Marine electronics have advanced rapidly in the past decade. Chart tables have shrunk or disappeared entirely, and gone are the various bits of kit showing GPS, radar and AIS on separate screens. Most cruising sailors these days will have a marine electronic station with one central multifunction display (MFD) repeated around the boat. And if the battery fails, there are always phones and tablets for backup – at least for as long as you can keep them charged. So does this mean paper charts are redundant?
‘It’s an interesting topic,’ says Lucy Wilson of nautical publisher Imray. ‘Our paper charts certainly aren’t in decline, but the kind of products people want are changing. Large sheet sales are steady but we’re increasing the range of small format charts and packs.’
Imray is also getting more demand for Print on Demand (POD) charts, suggesting that people want up-to-date charts without having to hand-correct them.
Clearly, skippers still want charts for passage planning – even the most sophisticated chartplotter is limited by the size of its screen – but at sea, electronic charts are king.
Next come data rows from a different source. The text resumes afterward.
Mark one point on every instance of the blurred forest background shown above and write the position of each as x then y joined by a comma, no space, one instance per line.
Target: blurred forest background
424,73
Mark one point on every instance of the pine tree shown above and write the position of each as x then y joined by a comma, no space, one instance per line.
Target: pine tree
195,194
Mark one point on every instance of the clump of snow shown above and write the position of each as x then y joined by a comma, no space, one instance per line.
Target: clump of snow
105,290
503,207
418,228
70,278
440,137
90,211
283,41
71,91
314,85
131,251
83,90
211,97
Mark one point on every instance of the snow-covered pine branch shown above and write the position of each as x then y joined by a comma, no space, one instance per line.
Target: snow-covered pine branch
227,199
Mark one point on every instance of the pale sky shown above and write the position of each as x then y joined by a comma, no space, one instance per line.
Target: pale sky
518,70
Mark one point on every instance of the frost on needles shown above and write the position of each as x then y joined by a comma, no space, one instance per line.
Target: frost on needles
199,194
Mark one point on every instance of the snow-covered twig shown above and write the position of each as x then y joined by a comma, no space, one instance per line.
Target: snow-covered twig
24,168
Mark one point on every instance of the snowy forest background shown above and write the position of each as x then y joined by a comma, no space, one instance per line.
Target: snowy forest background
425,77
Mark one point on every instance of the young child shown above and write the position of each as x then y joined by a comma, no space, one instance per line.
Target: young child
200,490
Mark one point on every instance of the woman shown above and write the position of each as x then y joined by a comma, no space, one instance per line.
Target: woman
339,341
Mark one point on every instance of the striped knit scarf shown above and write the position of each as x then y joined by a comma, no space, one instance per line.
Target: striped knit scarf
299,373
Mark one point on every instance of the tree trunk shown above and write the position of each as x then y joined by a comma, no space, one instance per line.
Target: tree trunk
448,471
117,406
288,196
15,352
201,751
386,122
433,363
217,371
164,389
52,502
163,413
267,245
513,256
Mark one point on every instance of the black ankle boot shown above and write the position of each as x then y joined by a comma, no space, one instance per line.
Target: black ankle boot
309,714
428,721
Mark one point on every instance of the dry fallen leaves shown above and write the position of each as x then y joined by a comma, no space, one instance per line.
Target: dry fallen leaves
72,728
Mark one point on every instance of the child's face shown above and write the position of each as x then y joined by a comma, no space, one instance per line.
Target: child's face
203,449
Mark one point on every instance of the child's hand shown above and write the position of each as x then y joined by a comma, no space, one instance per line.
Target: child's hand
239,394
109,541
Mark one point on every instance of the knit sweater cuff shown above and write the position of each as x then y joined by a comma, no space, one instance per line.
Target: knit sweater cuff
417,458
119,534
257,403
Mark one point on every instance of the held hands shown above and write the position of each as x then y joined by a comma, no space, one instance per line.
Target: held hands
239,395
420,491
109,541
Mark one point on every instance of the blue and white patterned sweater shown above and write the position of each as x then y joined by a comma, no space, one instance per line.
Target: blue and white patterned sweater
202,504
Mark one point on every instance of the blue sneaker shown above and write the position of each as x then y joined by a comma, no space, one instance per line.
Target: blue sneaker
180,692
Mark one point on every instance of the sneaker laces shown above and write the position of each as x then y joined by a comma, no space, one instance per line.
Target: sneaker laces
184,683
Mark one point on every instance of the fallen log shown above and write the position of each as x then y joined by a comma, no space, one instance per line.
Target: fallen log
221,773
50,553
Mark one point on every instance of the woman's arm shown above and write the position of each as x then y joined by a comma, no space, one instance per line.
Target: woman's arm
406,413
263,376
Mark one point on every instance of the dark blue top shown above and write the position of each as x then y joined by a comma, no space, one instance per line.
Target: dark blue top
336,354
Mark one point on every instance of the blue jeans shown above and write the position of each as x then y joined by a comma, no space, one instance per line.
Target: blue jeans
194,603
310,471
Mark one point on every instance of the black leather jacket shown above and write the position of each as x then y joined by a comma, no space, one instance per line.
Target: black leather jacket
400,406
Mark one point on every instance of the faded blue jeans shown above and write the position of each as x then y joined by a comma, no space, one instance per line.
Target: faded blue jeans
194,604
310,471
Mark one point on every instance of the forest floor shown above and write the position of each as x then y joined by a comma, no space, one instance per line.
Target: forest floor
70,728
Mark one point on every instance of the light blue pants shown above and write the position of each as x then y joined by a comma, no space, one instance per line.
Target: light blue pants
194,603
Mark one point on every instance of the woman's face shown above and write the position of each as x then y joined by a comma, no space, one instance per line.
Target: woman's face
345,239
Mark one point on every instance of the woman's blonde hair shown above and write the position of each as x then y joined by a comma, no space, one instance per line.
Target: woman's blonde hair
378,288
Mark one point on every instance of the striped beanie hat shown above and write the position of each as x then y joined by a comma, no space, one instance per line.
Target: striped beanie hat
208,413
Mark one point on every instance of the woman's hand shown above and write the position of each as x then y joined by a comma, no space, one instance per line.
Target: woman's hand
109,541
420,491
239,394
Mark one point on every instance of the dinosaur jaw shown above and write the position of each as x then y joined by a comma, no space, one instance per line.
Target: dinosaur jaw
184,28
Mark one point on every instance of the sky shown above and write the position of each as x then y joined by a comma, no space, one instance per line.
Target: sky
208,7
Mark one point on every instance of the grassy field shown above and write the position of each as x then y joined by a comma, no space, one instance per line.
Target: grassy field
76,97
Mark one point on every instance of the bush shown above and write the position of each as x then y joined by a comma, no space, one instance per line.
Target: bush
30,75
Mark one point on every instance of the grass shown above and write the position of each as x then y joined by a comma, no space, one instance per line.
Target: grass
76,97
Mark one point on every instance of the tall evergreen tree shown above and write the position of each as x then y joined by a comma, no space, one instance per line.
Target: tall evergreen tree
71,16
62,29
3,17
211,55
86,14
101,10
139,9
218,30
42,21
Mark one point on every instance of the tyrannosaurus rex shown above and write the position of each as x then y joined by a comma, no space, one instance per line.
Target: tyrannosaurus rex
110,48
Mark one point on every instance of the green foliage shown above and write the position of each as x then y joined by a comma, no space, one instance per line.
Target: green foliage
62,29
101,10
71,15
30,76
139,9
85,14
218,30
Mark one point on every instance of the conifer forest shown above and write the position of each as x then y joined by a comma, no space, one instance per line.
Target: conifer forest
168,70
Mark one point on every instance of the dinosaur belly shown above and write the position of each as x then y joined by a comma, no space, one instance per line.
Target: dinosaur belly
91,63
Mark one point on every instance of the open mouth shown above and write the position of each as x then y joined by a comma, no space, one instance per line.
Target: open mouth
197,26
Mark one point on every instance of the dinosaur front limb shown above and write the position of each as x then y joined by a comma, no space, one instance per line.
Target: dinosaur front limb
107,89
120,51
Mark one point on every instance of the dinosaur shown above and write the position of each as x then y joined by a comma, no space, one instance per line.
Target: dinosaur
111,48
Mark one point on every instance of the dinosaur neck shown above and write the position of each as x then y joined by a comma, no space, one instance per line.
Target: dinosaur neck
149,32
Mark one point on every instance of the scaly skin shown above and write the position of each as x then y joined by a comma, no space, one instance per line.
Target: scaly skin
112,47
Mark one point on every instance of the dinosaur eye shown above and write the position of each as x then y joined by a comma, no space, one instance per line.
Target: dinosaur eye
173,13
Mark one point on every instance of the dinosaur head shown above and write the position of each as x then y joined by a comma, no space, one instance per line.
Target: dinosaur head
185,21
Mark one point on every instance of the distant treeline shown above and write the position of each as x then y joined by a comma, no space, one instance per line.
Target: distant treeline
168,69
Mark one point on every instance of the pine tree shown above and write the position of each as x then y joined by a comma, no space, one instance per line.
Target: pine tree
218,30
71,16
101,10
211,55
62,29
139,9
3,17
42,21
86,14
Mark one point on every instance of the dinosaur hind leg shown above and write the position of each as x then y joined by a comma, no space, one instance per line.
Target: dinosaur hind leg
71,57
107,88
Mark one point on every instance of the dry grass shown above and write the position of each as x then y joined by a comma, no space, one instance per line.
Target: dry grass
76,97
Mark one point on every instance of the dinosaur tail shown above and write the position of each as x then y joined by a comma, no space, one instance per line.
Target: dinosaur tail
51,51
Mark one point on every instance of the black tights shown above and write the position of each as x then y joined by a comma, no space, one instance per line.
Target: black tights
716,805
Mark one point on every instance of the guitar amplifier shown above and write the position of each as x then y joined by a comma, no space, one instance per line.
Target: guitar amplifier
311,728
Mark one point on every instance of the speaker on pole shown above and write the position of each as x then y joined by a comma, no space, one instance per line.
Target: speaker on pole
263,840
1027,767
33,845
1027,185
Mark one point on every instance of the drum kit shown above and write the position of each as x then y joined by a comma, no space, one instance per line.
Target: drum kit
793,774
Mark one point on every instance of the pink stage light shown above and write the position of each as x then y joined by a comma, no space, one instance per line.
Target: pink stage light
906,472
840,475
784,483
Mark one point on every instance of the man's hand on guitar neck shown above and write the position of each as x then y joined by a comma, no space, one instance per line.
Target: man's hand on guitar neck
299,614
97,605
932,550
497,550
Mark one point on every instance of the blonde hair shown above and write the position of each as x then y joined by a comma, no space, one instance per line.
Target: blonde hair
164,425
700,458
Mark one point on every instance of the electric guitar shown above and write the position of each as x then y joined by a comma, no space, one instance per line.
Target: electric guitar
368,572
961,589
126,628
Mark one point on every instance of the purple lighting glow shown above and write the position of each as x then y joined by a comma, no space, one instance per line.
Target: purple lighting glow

Imray, a chart publisher since 1904, was also an early adopter of navigation apps. It produced its first digital charting app for phones and tablets in 2009 (now consolidated into one, Imray Navigator) and in peak season sells as many as 14,000 chart packs. The publisher also produces charts for third parties such as Raymarine, Humminbird and Navionics, though notably these are still in raster format. ‘Unlike vectorbased charts, these are exact copies of the paper versions, which have been through an editorial process,’ explains Lucy. ‘There’s a level of information we’ve stripped out from the Hydrographic Office charts to make it more friendly for the yachtsman. For example, we don’t show wrecks over 30m
deep as they’re not relevant. However, light characteristics are always shown, regardless of the level of zoom, and there’s no way a sandbank will suddenly disappear.’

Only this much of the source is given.